Inmiddels is hij een bekende in Leek, en is hij een goede directeur gebleken.
Het museum schrijft weer zwarte cijfers, niet in de laatste plaats door enkele
trouwe vrijwilligers die altijd bereid zijn hun handen voor het museum uit de
mouwen te steken. Zelf betrapt hij zich erop dat hij soms tot in het holst van
de nacht nog achter zijn pc zit. Persberichten tikken hoort bij het vak van een
museumdirecteur die op de kleintjes moet letten.
Het komende jaar staat er in ieder geval nog genoeg op het programma. Lezingen
van Arie de Jager (één van de eerste koetsrestauratoren ooit) ziet Pruiksma met
plezier tegemoet. Ook staat er weer een koetsentocht gepland. ‘Op 26 mei. We
willen die tocht laten eindigen op Landgoed Mensinge in Roden.’
Museum Nienoord zich in hun handjes knijpen. Met vijfhonderd koetsen van de in
totaal duizend in Nederland, weet men dat ze in Leek terecht kunnen voor de
ruimste selectie koetsen. Nederland was volgens Pruiksma geen voorloper op het
gebied van koetsen. ‘Integendeel. Vanwege onze goede kanalen hadden wij veel
meer met boten dan met koetsen’, zegt hij. ‘Maar omdat het verschil tussen arm
en rijk relatief klein was in Nederland, krijg je van onze collectie een
uitstekend beeld van hoe de gemeenschap destijds was.’
‘Nienoord staat middenin de maatschappij’
Volgens Pruiksma vervult Museum Nienoord nog steeds een grote rol in de regio. ‘We staan midden in de maatschappij.

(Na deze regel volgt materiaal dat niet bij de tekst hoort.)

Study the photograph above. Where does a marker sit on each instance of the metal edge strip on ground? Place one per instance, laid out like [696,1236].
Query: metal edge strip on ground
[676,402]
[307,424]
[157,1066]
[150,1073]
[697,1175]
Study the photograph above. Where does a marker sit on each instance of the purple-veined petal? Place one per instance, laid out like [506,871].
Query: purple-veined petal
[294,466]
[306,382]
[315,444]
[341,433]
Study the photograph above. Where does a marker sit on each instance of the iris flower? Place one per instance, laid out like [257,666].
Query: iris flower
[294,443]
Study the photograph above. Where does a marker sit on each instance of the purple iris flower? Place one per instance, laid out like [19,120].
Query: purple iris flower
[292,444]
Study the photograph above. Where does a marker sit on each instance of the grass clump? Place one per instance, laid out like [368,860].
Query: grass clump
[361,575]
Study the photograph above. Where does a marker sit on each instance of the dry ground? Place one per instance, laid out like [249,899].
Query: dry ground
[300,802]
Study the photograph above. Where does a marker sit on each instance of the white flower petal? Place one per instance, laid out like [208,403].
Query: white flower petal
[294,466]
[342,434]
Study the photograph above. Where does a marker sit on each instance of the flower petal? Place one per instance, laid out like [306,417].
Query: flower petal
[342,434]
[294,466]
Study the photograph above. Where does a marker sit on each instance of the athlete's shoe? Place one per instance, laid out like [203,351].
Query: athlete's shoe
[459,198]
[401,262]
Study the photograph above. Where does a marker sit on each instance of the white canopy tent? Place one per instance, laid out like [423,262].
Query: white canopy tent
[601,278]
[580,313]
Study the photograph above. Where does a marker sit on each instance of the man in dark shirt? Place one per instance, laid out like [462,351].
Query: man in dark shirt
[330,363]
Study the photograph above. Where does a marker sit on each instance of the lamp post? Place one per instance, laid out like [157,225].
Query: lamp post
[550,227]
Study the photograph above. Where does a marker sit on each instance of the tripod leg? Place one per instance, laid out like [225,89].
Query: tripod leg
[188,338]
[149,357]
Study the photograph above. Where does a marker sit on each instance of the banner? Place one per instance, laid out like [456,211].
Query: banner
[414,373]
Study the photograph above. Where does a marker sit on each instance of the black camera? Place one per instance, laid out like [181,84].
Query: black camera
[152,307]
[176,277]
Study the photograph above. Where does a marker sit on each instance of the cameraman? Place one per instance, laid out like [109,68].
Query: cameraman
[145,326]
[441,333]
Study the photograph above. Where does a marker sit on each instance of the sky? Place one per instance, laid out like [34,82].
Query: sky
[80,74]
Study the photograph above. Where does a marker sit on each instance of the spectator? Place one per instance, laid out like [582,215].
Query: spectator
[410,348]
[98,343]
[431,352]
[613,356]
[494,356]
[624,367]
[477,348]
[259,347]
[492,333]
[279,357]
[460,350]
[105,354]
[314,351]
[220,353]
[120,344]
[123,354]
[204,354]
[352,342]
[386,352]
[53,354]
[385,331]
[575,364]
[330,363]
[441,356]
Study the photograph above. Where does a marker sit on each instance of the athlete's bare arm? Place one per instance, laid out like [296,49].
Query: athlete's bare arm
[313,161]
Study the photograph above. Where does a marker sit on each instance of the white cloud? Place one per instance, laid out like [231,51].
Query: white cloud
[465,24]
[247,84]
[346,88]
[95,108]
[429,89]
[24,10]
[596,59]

Dat zie je bijvoorbeeld heel goed als er scholen langskomen. Daarnaast vertellen we hier veel over de (streek)geschiedenis. Nienoord is altijd heel belangrijk geweest hiervoor.’ Om die belangrijke rol te blijven vervullen, is de oprichting van het Promotie Platform Leek heel belangrijk. ‘Hoe meer we bij iedereen bekend zijn, hoe onmisbaarder we zijn. Daar draagt zo’n platform alleen maar aan bij.’